Pic: National Geographic
Just as exciting as the coast and parks is the capital city of Antananarivo, or Tana for short. Although it does not have huge, beautiful buildings, it is home to the Royal Hill (mentioned earlier in What To See), a Lemur park, and also a beautiful marketing which winds up and down the staircases within the city. You can also interact with the locals, who are some of the most welcoming people you will ever meet. They will always speak to you (if you happen to speak French or Malagasy) and tell you about their history and their culture. Bring pens and candy for the children as a treats and they will be forever thankful.

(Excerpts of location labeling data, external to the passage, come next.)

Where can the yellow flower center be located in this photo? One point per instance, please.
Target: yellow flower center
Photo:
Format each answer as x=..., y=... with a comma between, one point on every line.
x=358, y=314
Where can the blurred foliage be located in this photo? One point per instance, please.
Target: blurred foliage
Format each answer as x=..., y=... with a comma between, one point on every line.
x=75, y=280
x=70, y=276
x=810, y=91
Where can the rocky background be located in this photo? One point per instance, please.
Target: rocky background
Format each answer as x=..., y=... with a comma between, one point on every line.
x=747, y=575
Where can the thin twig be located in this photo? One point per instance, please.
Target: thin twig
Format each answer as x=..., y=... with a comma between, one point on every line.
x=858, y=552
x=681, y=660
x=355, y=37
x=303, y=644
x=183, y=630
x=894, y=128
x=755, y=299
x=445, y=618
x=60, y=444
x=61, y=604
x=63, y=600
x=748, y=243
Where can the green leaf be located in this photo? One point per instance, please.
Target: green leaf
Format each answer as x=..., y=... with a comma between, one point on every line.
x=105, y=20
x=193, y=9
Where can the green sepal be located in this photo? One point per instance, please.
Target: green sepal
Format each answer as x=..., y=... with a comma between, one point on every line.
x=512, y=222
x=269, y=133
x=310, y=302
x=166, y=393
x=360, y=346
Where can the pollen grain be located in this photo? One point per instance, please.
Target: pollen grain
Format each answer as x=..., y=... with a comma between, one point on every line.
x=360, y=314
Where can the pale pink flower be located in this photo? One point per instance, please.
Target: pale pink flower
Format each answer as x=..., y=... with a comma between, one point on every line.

When you visit Madagascar, make sure that you go out on a dive. With so many animals and plants, the diving here is very exciting. You can get your diving certificate on the island, and the hotspots are Nosy Be, Diego, Ifaty and Anakao.
WHERE TO EAT
Kudeta is a super stylish bar and restaurant, using local ingredients to create a very sophisticated menu full of fushion food. The décor is beautiful, the dining is creative and imaginative, and the place is always full of fashionable types.
Antananarivo: 15 Rue de la Reunion. +261 202 281 54
Whilst it may look like a seedy cabaret from the outside with the ‘private’ sign and red glow, this is a favourite among the travelers. The French and creole cuisine is wholesome, traditional, and great for those on a budget.

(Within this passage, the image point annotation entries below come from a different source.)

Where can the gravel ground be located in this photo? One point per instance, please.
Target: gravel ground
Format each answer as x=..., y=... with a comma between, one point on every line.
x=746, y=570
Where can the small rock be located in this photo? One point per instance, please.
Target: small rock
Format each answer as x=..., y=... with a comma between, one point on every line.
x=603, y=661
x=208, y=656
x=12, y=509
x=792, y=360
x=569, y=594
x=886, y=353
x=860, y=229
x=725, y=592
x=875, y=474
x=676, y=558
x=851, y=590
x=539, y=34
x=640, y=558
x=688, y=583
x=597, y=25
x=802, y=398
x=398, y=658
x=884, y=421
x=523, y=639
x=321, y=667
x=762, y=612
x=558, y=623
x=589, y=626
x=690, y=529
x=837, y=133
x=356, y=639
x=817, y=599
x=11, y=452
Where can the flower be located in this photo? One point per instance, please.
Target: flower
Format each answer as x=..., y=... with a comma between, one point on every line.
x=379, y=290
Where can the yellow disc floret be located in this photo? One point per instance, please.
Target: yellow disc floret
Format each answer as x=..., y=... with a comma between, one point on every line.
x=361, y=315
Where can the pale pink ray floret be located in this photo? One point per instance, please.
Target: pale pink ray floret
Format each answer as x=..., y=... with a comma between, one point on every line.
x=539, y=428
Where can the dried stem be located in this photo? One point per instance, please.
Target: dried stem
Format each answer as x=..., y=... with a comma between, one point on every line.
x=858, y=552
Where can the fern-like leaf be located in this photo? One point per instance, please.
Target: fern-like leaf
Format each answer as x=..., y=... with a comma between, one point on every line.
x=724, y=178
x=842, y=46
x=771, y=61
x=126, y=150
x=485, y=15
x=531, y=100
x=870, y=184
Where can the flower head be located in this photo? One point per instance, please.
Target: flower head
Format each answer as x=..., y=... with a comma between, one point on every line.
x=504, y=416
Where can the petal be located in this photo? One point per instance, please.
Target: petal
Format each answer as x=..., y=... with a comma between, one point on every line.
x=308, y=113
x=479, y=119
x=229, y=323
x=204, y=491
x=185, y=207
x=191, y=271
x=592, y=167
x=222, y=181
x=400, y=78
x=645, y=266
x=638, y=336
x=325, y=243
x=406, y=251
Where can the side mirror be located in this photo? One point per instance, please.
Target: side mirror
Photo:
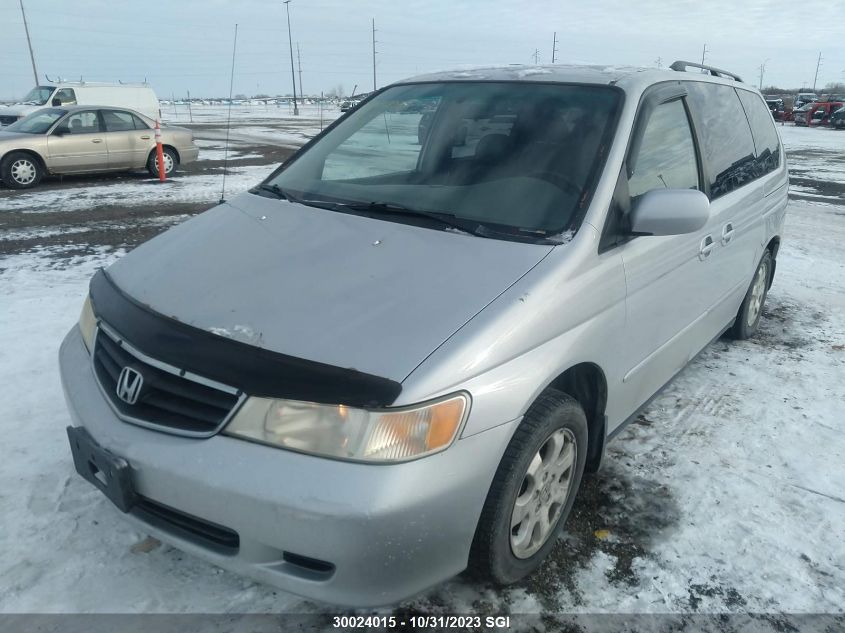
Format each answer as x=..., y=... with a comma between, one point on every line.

Antananarivo: 23 Rue Raveloary +261 202 261 00
Le Beateau Ivre
Le Beateau, or ‘The Drunken Boat’, is more than a restaurant. This place is a destination, especially for those travelling with children. There is a 25-meter swimming pool, live music on the weekends and a magnificent menu centered around seafood (what else!).
Tamatave: Blvd Ratsimilaho +261 205 302 94
Ristorante Italiano Sarabanda
A little slice of Italy in Madagascar. This small pizza joint has only a few table, and only about a dozen different pizzas. It is a cute, kitschy little eatery with woven table mats and brightly colored walls, but the real winner here is the delicious pizza that is big enough to share.
Antsirabe: Rue Jean Ralaimongo +261 32 44 17 307
WHERE TO STAY
There are 25 air-conditioned guest villas in the Anjajavy L’Hotel – which is a member of the Relais & Chateaux. Each room has simple furnishings, with a double bed on the ground floor and two singles on the mezzanine. The villas in the front are more private and they also have a beautiful sea view, uninterrupted by any other buildings. Each villa has big bathrooms and a large verandah. The main lodge on site has a bar, dining room and a games room. There are many activities that you can partake in when you stay at these villas, both on land and in sea.
Mahajanga, North-Western Madagascar 00 33 1 44 69 15 00
Le Pavillon De L’emyrne
This hotel is a small, boutique hotel that is at the height of sophistication. With only thirteen rooms, each room is beautiful and has a cool feel to it. The hotel is right in the capital, and has a colonial ambience and well-kept grounds.
Antananarive 00 261 20 222 5945
Mandrare River Camp
Stay here if you want to be immersed in nature, but still have all of the modern luxuries and comforts. This river camp has six tents, each one equipped with four-poster beds and an en-suite bathroom complete with eco-friendly toilets and bucket showers. The excellent meals here are accompanied by South African and French wines, and are served to your tent. There are lots of cultural activities offered, such as visits to local villages and markets.